TEMPO.CO, Jakarta - Indonesian Corruption Watch (ICW) mendesak Komisi Pemberantasan Korupsi (KPK) untuk mengembangkan dugaan keterlibatan aktor-aktor dalam perkara suap jual beli pergantian antar waktu di DPR RI oleh caleg PDIP dan Komisioner KPU, Wahyu Setiawan. “Adanya perintah salah satu pengurus DPP PDIP memerintahkan advokat bernama Doni mengajukan gugatan uji materi Pasal 54 Peraturan KPU Nomor 3 Tahun 2019 tentang Pemungutan dan Penghitungan Suara,” kata peneliti ICW Donal Fariz melalui keterangan tertulis, Jumat 10 Januari 2020.
Penyidikan KPK dalam kasus suap itu menemukan adanya komunikasi antara PDIP dan KPU melalui surat.
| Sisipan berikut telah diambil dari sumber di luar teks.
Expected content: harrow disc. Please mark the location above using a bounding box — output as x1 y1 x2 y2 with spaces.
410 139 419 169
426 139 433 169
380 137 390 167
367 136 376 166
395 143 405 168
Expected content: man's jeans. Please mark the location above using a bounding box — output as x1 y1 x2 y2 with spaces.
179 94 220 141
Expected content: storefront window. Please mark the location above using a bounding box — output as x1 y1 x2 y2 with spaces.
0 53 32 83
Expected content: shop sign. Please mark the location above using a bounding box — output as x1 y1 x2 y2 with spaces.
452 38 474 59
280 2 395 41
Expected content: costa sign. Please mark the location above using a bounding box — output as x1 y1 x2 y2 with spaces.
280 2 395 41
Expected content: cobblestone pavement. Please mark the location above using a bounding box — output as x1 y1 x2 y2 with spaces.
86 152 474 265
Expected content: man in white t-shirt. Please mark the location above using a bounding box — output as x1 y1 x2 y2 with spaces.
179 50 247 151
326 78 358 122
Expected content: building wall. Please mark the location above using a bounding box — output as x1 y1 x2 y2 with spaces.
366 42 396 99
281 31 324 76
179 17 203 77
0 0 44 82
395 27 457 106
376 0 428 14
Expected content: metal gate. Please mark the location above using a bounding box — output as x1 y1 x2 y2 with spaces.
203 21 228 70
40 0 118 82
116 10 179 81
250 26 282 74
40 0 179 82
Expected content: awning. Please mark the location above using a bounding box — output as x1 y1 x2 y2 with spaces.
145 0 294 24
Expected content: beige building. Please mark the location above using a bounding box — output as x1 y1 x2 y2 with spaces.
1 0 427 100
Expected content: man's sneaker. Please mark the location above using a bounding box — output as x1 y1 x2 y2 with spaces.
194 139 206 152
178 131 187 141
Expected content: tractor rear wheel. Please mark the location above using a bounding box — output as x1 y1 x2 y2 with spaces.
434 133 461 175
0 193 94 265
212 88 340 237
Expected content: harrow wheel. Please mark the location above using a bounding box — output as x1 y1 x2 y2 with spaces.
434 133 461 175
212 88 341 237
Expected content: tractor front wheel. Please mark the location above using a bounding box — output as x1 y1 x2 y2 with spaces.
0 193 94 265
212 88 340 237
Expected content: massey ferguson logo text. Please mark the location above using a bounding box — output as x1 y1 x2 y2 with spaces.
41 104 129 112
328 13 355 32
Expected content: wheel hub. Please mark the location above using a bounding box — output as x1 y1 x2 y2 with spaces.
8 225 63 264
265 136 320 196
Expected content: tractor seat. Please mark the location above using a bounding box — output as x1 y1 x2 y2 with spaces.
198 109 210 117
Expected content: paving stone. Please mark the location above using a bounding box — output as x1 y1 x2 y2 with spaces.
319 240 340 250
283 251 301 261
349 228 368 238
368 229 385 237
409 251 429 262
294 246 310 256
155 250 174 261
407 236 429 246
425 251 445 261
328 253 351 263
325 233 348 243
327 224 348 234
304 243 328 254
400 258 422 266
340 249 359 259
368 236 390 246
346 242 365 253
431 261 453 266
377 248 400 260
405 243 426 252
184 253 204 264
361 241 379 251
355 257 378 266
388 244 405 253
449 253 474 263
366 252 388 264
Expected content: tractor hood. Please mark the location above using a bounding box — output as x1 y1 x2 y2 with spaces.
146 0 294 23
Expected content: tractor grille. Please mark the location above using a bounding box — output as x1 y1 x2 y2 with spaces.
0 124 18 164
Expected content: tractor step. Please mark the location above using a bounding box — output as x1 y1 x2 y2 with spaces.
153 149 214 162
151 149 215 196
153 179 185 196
ICW menyebut proses itu menunjukan adanya peran partai untuk turut mendorong proses PAW. Padahal ketentuan penggantian calon terpilih diatur dalam pasal 426 Ayat 3 UU Nomor 7 Tahun 2017 tentang Pemilu, yang berbunyi:
“Calon terpilih anggota DPR, DPRD provinsi, dan DPRD kabupaten/kota sebagaimana dimaksud pada ayat (1) diganti oleh KPU, KPU Provinsi, dan KPU Kabupaten Kota dengan calon dari daftar calon tetap Partai Politik Peserta Pemilu yang sama di daerah pemilihan tersebut berdasarkan perolehan suara calon terbanyak berikutnya.”
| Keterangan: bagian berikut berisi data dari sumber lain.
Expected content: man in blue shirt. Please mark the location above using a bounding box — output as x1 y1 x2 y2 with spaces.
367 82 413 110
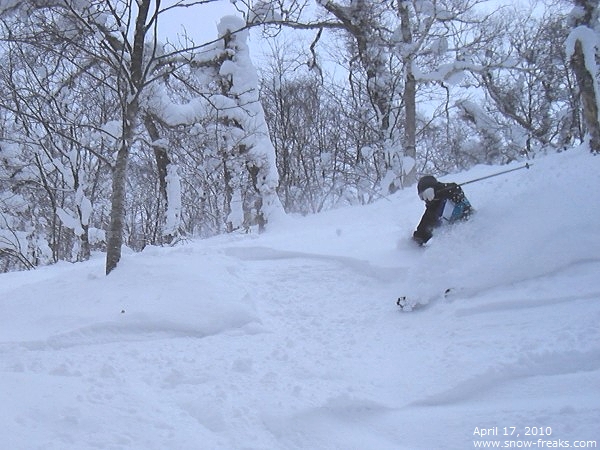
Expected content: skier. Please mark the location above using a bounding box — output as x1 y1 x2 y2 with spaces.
413 175 473 245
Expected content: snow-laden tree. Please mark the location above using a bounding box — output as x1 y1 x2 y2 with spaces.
312 0 502 189
317 1 408 192
138 16 284 235
469 3 582 157
0 0 286 274
0 1 147 273
566 0 600 153
0 140 45 271
259 43 367 213
0 13 113 266
212 16 284 231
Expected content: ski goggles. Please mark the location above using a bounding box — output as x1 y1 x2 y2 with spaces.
419 187 435 202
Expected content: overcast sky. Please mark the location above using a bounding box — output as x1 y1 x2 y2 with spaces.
158 1 241 45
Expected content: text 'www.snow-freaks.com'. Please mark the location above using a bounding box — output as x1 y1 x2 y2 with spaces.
473 439 598 448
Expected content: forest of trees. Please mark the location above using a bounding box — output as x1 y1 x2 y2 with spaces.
0 0 598 274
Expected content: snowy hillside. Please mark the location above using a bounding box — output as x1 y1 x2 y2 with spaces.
1 148 599 449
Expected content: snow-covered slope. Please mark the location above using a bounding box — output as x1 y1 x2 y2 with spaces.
1 148 599 449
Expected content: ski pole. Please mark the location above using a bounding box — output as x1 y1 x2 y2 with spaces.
458 162 532 187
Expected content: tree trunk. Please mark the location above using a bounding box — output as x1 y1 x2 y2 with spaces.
571 39 600 153
105 0 150 274
144 115 172 242
105 142 129 275
223 158 234 233
404 67 417 186
247 163 266 232
399 2 417 186
79 223 90 261
144 116 170 205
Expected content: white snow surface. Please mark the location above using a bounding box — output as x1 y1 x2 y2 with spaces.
1 148 599 449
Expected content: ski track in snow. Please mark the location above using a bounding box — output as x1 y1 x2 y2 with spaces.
222 246 405 282
411 348 600 407
1 149 600 449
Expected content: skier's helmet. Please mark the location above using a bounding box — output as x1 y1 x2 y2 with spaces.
417 175 437 194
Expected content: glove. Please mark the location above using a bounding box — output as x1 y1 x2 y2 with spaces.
412 232 426 246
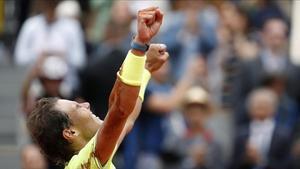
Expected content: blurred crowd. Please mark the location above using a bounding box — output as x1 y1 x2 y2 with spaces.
4 0 300 169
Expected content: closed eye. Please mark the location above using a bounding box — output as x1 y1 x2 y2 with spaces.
75 103 81 110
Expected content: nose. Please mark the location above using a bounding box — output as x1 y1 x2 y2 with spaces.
81 102 90 109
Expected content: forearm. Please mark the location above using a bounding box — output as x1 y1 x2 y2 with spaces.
108 69 151 135
94 5 163 163
95 78 139 163
169 74 194 107
95 50 146 164
117 99 142 148
125 98 142 133
98 69 150 160
148 74 194 113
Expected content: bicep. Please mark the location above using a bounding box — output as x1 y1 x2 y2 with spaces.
95 103 127 165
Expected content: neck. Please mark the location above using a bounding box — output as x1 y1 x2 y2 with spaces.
268 47 284 56
190 125 205 134
44 10 56 23
254 117 272 122
72 137 89 153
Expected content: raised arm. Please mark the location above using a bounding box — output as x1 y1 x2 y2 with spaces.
94 7 164 165
146 58 204 113
124 44 169 133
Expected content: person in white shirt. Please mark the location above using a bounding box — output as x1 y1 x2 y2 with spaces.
230 88 293 169
14 0 85 69
247 88 277 167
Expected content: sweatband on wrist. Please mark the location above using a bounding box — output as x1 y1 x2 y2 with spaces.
138 69 151 101
117 50 146 86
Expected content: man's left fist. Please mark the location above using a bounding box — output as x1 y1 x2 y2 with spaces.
146 44 169 73
135 7 164 44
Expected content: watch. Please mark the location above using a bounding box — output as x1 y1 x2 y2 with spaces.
131 40 149 52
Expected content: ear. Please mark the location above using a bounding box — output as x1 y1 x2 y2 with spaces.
62 128 79 141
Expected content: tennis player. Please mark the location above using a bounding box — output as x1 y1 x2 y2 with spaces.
27 7 168 169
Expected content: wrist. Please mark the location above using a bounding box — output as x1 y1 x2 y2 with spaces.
118 50 146 86
134 36 150 45
131 49 146 56
131 37 150 56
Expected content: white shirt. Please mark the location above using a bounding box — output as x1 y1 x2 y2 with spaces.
14 14 86 69
249 118 275 165
261 50 287 74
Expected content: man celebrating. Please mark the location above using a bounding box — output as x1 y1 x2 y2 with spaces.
27 7 168 169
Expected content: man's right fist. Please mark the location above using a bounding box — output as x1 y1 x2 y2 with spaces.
135 7 163 44
146 44 169 73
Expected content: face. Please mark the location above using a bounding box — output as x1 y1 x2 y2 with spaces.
184 104 208 129
263 20 287 51
250 98 275 120
55 99 102 140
Tadi malam, KPK menetapkan Wahyu Setiawan sebagai tersangka suap. Dia diduga menerima duit sebesar Rp 600 juta dari seorang caleg PDIP Harun Masiku untuk pergantian antar waktu atau PAW anggota DPR RI.
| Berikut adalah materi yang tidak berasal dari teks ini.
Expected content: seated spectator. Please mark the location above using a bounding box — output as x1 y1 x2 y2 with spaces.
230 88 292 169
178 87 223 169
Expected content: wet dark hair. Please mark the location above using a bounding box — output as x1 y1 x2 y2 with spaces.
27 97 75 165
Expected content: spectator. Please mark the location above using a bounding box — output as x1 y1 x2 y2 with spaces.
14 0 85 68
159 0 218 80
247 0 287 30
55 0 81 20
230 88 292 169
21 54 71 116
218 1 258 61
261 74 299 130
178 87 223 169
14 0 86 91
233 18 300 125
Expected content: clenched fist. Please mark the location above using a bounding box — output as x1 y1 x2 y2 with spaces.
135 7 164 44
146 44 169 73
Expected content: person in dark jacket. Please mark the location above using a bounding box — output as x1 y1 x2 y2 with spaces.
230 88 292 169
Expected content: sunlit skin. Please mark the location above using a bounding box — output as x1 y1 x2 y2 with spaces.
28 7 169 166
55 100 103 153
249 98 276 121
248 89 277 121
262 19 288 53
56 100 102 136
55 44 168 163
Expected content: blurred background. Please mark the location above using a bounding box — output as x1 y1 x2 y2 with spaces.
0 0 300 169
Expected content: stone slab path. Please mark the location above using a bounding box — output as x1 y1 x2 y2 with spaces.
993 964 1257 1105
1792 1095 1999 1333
Seorang anggota PDIP disinyalir terlibat dalam kasus suap terhadap Komisioner KPU ini. KPK sebelumnya telah membuka peran staf PDIP ini dalam kasus pemberian duit kepada Wahyu.
Wakil Ketua KPK Lili Pintauli Siregar mengatakan, pada awal Juli 2019, salah satu pengurus DPP PDIP memerintahkan seseorang advokat bernama Doni mengajukan gugatan uji materi Pasal 54 Peraturan KPU Nomor 3 Tahun 2019 tentang Pemungutan dan Penghitungan Suara ke Mahkamah Agung. Pengajuan ini terkait caleg PDIP dari Sumatera Selatan, Nazarudin Kiemas, yang meninggal pada Maret 2019. PDIP ingin suara Nazarudin, sebagai pemenang Pileg, masuk kepada Harun Masiku.
MA mengabulkan gugatan ini. Namun, nama 'pengurus DPP PDIP yang memerintahkan' itu tidak disebut oleh KPK. Advokat Doni yang diperintahkan itu pun tidak ditetapkan menjadi tersangka atas perannya.